Catherine is very much a game of extremes. The laid back atmosphere of the bar, where you're free to take your time and chat the night away, is at odds with the intense tower climbing that follows. Similarly, Vincent's love interests, Katherine and Catherine, couldn't be more different. The former is Vincent's long-term girlfriend, but talk of further commitment has him questioning what he wants in life. Meanwhile, Catherine with a C is a flirtatious and outward person who feeds Vincent's latent desires. It's a thoroughly intriguing dynamic.

Indeed, Catherine (that's the game, not the girl), has a lot to say about relationships. Despite its anime sensibilities, its take on romance is much more mature than you might think, and the title's fantastic cutscene direction really helps sell the kind of mental gymnastics that Vincent is putting himself through.

But there's now much more to Catherine thanks to Full Body. An all-new character, Rin, is placed into the story with care, and despite initially coming across as a cliched amnesiac, she adds a welcome extra dimension to Vincent's existence. That said, Rin's impact on your tale can differ greatly depending on the choices that you make throughout. Her involvement can quite easily come to an unsatisfying conclusion, which is a bit of a shame considering she's the headline act of this remaster.

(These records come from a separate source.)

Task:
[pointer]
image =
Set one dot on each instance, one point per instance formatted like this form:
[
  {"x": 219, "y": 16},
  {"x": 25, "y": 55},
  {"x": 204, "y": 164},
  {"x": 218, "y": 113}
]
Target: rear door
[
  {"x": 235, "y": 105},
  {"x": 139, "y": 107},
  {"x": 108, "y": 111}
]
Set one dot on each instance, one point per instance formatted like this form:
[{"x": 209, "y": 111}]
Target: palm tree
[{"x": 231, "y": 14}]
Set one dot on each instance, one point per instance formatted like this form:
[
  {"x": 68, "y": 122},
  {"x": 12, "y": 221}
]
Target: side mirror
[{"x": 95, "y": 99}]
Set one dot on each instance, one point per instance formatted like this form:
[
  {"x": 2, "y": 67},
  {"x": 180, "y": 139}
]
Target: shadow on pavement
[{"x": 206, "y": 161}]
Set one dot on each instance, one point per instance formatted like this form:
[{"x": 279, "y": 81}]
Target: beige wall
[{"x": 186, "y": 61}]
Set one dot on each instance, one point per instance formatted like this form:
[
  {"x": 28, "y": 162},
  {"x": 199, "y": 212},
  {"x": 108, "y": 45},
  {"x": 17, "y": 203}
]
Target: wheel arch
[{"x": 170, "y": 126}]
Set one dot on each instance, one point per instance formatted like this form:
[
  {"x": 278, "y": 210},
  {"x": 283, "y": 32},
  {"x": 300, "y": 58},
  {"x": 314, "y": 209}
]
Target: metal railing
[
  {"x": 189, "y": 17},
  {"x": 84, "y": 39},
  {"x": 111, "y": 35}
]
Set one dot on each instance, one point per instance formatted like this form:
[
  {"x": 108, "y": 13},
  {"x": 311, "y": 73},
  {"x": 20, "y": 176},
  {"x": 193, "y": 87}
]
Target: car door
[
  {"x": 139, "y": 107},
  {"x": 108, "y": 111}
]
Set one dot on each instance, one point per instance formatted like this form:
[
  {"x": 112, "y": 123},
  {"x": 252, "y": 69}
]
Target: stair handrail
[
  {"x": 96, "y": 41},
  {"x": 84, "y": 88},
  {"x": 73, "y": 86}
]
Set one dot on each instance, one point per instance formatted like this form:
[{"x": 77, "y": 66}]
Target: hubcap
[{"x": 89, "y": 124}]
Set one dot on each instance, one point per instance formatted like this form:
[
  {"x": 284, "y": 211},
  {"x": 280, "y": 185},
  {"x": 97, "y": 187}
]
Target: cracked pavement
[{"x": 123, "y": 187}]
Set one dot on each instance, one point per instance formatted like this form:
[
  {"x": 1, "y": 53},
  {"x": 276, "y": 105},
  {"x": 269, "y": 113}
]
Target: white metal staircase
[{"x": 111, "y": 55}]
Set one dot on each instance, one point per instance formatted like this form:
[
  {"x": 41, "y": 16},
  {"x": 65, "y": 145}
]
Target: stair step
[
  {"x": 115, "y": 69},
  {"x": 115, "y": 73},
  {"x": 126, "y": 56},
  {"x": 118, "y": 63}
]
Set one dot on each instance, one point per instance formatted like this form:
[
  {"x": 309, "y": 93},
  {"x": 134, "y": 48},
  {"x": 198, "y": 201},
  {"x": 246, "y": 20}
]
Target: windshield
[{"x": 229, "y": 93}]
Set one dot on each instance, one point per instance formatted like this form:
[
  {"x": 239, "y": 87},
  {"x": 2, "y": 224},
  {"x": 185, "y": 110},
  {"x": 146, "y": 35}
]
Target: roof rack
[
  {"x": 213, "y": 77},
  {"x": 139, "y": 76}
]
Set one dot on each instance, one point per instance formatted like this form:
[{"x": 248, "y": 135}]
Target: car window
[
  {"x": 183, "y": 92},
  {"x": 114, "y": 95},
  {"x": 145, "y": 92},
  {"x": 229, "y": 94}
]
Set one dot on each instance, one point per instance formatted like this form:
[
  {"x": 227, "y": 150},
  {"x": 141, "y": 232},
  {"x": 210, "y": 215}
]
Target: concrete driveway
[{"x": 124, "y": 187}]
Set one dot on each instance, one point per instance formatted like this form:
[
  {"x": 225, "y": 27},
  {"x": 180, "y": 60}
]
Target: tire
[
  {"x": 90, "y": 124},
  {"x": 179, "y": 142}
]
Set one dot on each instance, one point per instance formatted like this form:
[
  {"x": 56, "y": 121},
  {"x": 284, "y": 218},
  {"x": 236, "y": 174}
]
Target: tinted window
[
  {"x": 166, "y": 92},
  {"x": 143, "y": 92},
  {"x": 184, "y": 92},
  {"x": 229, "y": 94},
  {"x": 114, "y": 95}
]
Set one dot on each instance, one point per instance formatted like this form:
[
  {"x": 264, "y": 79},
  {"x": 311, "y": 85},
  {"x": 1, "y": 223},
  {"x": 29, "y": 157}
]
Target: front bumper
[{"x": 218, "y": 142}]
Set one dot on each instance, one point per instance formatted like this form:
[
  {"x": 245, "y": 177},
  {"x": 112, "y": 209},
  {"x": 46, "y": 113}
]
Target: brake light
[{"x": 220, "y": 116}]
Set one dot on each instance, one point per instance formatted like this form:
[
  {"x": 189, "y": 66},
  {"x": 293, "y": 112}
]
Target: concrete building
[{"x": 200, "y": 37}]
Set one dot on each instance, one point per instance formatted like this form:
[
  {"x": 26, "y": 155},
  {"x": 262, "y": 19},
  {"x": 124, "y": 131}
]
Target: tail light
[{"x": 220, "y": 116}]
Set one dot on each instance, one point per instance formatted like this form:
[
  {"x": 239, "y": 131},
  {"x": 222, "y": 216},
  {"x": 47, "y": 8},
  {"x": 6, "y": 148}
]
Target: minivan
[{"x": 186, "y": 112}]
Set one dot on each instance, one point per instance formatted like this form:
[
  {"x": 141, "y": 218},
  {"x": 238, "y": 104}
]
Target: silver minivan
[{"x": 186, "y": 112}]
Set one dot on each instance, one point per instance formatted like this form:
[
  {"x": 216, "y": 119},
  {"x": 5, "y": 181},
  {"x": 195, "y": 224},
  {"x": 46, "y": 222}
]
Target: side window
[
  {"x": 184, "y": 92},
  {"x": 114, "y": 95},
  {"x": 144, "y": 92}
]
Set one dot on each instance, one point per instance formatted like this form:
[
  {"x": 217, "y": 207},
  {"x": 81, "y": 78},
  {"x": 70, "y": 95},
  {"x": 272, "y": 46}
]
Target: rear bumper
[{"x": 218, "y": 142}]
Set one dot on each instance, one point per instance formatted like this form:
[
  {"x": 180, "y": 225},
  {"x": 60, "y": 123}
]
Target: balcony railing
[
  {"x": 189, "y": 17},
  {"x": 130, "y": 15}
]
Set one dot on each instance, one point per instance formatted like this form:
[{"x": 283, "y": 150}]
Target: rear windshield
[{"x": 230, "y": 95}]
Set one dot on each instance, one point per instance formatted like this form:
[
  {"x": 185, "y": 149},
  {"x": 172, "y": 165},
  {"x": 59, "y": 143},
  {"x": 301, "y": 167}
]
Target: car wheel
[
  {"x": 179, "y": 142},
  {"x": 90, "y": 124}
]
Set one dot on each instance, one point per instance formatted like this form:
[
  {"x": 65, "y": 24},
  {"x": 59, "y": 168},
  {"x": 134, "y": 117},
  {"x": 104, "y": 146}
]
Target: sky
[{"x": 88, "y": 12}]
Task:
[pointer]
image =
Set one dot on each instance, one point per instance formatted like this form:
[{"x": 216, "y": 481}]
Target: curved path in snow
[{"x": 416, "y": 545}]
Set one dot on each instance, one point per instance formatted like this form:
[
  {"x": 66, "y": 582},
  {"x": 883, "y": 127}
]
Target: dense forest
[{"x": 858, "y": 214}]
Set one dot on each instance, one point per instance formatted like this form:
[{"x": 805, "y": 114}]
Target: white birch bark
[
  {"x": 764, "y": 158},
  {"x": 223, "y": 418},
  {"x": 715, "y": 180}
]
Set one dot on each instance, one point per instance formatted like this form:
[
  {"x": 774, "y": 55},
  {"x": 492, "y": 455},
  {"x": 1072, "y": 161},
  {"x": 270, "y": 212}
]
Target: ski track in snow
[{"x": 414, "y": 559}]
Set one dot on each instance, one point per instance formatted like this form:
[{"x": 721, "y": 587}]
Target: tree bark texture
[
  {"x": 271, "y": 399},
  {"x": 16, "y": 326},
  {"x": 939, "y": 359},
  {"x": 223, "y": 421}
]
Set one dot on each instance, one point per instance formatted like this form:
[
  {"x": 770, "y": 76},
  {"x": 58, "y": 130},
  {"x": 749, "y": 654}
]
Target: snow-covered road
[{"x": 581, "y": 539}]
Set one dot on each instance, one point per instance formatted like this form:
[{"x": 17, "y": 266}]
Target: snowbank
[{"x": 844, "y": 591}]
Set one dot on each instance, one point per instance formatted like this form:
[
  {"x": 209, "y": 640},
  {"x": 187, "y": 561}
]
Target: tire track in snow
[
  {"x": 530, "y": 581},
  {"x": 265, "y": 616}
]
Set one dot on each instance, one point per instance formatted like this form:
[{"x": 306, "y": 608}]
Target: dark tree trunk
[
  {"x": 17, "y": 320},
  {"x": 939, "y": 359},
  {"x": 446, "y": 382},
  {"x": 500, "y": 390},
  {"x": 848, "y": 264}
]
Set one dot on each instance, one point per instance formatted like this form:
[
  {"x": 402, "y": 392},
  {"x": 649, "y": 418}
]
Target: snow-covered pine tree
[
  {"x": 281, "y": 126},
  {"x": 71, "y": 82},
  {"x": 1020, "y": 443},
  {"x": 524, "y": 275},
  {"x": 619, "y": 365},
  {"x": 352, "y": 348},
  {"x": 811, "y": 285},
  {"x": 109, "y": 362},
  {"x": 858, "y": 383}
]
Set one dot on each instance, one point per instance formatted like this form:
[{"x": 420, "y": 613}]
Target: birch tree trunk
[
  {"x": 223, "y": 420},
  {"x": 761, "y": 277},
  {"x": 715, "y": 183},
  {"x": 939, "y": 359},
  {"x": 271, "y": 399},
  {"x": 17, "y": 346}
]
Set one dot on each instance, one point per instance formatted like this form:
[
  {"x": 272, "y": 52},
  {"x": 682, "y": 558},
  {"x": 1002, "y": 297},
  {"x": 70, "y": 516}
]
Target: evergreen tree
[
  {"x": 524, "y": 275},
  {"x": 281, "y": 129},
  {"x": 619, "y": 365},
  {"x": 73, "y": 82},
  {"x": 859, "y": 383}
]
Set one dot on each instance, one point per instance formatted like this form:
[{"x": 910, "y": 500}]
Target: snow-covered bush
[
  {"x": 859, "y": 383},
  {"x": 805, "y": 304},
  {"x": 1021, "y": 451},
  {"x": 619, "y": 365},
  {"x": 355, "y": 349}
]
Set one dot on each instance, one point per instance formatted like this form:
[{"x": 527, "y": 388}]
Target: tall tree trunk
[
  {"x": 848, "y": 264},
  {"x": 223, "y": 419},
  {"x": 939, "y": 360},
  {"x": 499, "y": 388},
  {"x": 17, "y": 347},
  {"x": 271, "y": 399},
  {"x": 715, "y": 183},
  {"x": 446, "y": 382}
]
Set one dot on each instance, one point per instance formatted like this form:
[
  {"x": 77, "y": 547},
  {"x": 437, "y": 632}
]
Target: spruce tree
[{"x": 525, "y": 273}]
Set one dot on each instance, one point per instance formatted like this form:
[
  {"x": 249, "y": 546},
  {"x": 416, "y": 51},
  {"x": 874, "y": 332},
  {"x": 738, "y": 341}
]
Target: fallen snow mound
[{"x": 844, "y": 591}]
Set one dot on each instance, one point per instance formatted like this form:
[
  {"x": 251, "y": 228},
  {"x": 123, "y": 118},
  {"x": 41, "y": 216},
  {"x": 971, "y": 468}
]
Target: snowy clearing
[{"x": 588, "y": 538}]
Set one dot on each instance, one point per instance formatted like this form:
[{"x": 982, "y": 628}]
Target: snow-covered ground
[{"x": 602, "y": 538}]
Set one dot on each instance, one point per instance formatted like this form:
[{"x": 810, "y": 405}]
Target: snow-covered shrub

Likewise, some of Catherine's multiple endings are decidedly weaker than others. We won't spoil anything here, but the plot can definitely lose its way as it nears its finale. This is a game that wants to be replayed, but it still takes a good fifteen or so hours to complete, and seeing the narrative take a bit of a nosedive after investing a chunk of your time can certainly take the edge off things.

Speaking of taking the edge off, Full Body comes fully equipped with a new 'safety' difficulty option, alongside easy, normal, hard, and very hard, which you can freely swap between whenever you're at the bar. If you've tried Catherine before and you were put off by its devilishly difficult puzzles, safety could be the answer. It removes most threats from the puzzles along with their timer, while also giving you the option of skipping a puzzle section entirely. This means that anyone can see Catherine's story through to the end without having to worry about the stress of Vincent dying in his sleep.

And it really can be stressful. Vincent's nightmares are, well, nightmarish at times, with the game offering up some seriously tricky block-based conundrums. The system itself, along with its need for precise control, takes some time to get used to, and there's quite a steep learning curve at play here. At their core, the puzzles are about pushing and pulling blocks to make pathways that Vincent can climb. Sounds simple on paper, but in practice, various modifiers all but ensure a struggle.

There's a lot of depth to Catherine's puzzles, though, and the difficulty does make for a satisfying sense of accomplishment. This is perhaps best showcased in the game's optional modes, which put your skills to the test with a range of extra brain-busting levels. There are even competitive offline and online modes, ensuring a wealth of content for those who wish to ascend the torturous towers.

As its name suggests, there's quite a lot to Catherine: Full Body, but launching at full retail price, this is still an expensive remaster -- especially when you consider the age of the original. We're not saying it isn't worth a full $60, but if you've played Catherine to death before, or if you're new to the game and you're not entirely sold, we'd probably recommend waiting for a price drop.

Of course, we can't sign this review off without mentioning Catherine's fantastic presentation and superb music. It may be a remaster of a PS3 title, but the game's art direction remains a joy to behold. The character designs are top notch, and the use of colour is enviable. Alongside the Persona series, Catherine proves that Atlus' sense of style is pretty much unmatched.

Conclusion

Catherine: Full Body is the best way to experience an incredibly unique game. It oozes style eight years after its original release, and although its storytelling does stumble from time to time, this glimpse into the desperate life of Vincent Brooks is still more than worthy of your attention.